Created 06-16-2016 04:04 PM
We are encountering a situation where a storm worker dies during processing due to a sporadic problem on the node. Unfortunately, the worker process is repeatedly relaunched witht he same topology on the same node where the problem has occurred instead of being launched elsewhere. There are plenty of slots so we would expect the system to realise that the topology is failing there and to place the topology components else. Any suggestions on what to look at?
Created 06-17-2016 02:48 PM
When a worker dies, it is restarted by supervisor. Only when the failures are on startup and it is unable to heartbeat to Nimbus, it will be reassigned to another machine.
http://storm.apache.org/releases/current/Fault-tolerance.html
Created 06-17-2016 03:05 PM
Thanks for the response.
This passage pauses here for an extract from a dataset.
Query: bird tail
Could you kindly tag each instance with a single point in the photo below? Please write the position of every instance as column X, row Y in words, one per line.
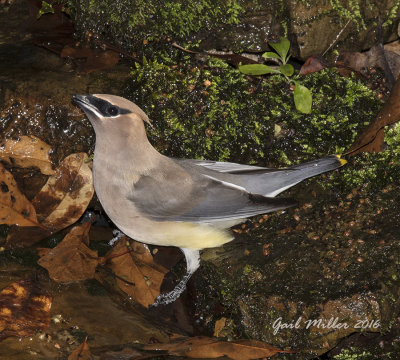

I understand this behavior, but am wondering how to get out of the situation as the worker simply sits there restarting. Is there anything that can be done to stop/delay the heartbeat as it would seem that the restart is happening fast enough to keep nimbus from redirecting the worker to a different node where the worker could run properly.
Created 06-18-2016 12:27 PM
One way to stop that would be to shutdown the supervisor.
I am also wondering why is it that you don't want your worker to be restarted on the same node.
Created 06-22-2016 12:02 AM
Thanks for the response. There are a number of reasons why you wouldn't want a restart on the same node. In our case, a file was corrupted and was repeated causing problems. You could also encounter the issue if you ran out of disk space or had other process dependencies that were failing for some reason.